The Yiddish language, they say, is a dying language. Too bad. It has so many interesting ways to express yourself. I wish I’d listened to my grandparent more when they spoke it and managed to learn more than the few common expressions I still remember, like (please excuse the spelling - it’s all phonetical from memory):
Schmuck - little prick
Putz - big schmuck
Dreck - garbage
Gay in drerd - drop dead
Itz in paravoz - fire in the steam engine (big deal!)
Dreinishken Kopp - Don’t twist my head (Don’t annoy me, Leave me alone)
Kish mir in touchas - Kiss my ass
Sheina Punim - Nice face (pretty face)
Shiksa - Gentile woman (ex. my wife)
Goy - Gentile man
Shaigitz - same as above but more derrogatory - I think
Shikker - drunkard
Shnorrer - bum, beggar
Shlemazle - unlucky - loosely translated
Oy, gevalt! - Oh my god!
Lechaim - to life
Shmaravoznik - manure wagon driver
Ketzeleh - sweetheart
Feel free to add some of your own favourites.
My Ma always used to say “Hock me Nicht in Chinek!” which meant “stop breaking my teapot.” She meant, “leave me alone, you annoying kid.”
She claims that that expression is some butchered form of Yiddish that was only known in the Latvian village where my great-grandparents (her maternal grandparents) came from.
Anyway, I would highly recommend Leo Rosten’s The Joy of Yiddish to anyone who loves Yiddish. A great read.
schmuck: limp dick
putz: a hard dick
schlemeal: a guy who spills coffee on someone
schlemazle: the guy he spills coffee on
tsuris: aggravation
ajita (italian): aggravation + nausea
gonif: theif/con-man
meshuggenah: crazy
fleklempt (sp?)- choked up, agitated (made famous by that guy on SNL, but taught to me by the Yiddish grandmother of a girl I dated in college who also called me a “noodge” as in “Frannie, that goy you date, he’s such a noodge. Oy! Why don’t you find a good Jewish boy.

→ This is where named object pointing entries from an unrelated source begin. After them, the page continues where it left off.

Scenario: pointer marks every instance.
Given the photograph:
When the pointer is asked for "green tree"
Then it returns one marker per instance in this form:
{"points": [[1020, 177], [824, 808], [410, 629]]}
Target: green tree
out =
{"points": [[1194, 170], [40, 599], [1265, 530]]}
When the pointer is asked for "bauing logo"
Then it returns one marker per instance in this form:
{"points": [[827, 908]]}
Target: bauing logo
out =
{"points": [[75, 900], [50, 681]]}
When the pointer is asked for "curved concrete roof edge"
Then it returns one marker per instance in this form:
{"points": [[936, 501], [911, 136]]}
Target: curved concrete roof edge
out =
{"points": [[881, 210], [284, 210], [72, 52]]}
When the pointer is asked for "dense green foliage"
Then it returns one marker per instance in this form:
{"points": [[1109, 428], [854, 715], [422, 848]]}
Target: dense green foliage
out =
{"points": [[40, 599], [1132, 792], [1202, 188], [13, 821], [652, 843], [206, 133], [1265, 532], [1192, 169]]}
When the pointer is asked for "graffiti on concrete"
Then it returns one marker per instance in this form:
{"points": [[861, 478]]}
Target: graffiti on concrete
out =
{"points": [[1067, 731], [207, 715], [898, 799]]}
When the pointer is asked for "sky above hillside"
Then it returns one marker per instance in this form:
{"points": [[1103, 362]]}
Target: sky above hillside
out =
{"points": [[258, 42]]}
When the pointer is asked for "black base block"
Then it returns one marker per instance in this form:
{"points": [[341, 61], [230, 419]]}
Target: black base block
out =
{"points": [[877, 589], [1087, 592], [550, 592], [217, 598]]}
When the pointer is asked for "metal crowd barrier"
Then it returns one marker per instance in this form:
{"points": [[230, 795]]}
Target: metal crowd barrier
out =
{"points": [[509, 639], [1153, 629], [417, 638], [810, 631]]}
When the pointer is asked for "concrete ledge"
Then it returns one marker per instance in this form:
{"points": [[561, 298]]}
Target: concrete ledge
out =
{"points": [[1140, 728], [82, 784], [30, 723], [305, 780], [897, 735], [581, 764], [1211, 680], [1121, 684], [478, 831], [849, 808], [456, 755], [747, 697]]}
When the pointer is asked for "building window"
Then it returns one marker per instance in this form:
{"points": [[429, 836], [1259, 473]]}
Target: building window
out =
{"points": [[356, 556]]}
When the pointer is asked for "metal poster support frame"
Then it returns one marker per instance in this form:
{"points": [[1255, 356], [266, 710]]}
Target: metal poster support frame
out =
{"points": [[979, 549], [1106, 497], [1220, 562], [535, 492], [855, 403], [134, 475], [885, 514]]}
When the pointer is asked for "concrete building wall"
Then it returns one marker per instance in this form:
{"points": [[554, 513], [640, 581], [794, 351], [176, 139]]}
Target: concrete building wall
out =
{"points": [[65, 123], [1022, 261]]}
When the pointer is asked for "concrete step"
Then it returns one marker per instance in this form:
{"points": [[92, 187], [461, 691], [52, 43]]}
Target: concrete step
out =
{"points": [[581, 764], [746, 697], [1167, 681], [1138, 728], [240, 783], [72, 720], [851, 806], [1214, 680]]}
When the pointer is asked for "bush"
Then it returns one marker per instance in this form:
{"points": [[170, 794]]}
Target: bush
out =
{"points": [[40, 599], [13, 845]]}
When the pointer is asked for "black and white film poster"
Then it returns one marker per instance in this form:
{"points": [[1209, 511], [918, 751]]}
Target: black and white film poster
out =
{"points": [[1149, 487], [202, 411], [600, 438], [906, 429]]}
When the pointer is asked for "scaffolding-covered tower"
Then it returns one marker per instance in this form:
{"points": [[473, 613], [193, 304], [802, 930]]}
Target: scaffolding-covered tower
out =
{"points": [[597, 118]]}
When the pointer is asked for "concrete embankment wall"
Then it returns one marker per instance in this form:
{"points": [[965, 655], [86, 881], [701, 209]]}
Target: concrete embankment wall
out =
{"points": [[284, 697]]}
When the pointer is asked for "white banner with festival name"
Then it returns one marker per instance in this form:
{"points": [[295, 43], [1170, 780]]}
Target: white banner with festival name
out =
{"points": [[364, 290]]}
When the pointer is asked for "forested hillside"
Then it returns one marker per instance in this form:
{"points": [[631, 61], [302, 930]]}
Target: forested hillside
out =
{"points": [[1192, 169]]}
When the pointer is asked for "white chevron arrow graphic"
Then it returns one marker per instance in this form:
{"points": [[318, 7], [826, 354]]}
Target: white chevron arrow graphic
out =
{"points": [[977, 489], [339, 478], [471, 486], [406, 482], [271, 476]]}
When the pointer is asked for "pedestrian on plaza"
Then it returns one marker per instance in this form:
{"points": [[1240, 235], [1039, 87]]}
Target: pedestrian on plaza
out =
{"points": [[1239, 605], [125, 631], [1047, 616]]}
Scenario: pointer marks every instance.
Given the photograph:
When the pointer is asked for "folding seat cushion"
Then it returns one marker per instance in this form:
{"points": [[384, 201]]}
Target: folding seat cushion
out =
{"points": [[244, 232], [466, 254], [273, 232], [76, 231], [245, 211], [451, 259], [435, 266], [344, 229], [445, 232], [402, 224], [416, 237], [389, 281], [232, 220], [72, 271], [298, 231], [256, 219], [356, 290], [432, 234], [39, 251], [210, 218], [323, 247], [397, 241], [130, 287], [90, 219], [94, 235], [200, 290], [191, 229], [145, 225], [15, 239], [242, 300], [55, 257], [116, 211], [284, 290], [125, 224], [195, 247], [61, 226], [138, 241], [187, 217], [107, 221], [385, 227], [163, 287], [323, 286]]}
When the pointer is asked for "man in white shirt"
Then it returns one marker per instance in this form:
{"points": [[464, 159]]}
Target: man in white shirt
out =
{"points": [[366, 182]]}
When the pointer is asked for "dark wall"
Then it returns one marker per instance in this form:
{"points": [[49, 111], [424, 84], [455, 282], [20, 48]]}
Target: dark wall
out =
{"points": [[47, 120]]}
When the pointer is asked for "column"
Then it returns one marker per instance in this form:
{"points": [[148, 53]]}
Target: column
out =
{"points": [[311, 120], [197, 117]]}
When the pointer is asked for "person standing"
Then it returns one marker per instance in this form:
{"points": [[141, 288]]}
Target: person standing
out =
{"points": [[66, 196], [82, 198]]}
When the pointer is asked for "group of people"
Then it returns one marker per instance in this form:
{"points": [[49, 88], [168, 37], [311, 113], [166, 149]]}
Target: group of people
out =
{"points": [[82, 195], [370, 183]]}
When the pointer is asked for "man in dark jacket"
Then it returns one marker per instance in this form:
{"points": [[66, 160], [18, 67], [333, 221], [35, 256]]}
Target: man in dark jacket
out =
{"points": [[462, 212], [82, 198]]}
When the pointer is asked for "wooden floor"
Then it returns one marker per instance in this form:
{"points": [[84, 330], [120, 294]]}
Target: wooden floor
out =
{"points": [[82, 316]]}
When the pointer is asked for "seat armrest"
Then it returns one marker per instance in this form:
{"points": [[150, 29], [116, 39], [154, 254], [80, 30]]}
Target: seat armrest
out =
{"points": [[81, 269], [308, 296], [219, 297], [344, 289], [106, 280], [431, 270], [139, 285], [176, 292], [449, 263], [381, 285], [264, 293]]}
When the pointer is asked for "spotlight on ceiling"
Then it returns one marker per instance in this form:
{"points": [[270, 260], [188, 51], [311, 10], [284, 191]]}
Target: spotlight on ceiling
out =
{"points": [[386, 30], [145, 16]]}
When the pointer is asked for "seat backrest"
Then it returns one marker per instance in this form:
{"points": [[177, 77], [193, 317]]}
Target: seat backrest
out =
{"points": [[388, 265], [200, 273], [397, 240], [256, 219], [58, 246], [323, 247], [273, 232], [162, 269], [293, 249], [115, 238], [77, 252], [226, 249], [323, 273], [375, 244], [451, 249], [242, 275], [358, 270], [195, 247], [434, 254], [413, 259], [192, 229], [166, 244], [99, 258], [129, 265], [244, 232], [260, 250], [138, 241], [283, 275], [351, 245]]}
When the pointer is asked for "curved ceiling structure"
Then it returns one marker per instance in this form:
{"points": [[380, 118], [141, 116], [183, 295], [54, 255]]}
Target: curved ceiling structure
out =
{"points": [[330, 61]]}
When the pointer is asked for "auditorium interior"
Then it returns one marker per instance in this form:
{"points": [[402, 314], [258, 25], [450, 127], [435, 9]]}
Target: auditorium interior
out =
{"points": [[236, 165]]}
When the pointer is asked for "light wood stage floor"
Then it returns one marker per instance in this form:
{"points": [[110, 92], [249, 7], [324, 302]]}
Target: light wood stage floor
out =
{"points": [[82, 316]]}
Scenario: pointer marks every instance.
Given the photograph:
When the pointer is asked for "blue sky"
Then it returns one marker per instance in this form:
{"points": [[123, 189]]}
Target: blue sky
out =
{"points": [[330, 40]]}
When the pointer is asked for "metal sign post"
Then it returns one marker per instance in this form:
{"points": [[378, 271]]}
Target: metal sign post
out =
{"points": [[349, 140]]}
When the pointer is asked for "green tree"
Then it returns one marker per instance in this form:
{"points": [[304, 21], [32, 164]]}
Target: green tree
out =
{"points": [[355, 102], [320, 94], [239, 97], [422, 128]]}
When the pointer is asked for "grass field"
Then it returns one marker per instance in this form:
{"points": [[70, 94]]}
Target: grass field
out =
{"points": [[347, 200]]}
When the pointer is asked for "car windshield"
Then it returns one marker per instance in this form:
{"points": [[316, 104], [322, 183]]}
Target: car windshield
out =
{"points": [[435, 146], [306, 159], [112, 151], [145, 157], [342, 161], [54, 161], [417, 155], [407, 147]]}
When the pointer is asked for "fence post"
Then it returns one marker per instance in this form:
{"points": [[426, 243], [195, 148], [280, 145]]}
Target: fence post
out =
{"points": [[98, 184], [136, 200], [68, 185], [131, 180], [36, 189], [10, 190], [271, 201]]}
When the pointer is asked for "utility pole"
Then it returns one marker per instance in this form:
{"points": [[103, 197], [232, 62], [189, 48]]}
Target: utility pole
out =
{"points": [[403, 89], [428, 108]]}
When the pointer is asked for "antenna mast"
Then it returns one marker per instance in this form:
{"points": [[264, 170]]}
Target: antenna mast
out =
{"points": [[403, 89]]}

Please, I’m feeling a little fleklempt.” She even had separate silverware, plates, and glassware for me at her house.
Hey Green Bean, we must be descended from the same village then. My mother used to say that phrase (or one close to it - don’t hock me a Chinek) all the time. I must’ve been a pest.
My grandmother was my Baba (some say Babiev).
My mom also used to tell me, lay keppe and gay schloffen (lay your head down and go to sleep).
I had a Sunday school teacher that taught us a song called Yiddle mit den Fiddle. Funny how I can still remember that song (but I don’t dare try to butcher it here).
Thanks for the fond memories, QuickSilver.
“How wonderful it is that nobody need wait a single moment before starting to improve the world.” - Anne Frank
I thought Shiksa was a gentile woman that chased Jewish men and Shaigitz was the same thing with genders reversed. I wasn’t aware either was derogatory. At least I hope not as I’ve been called that at one time.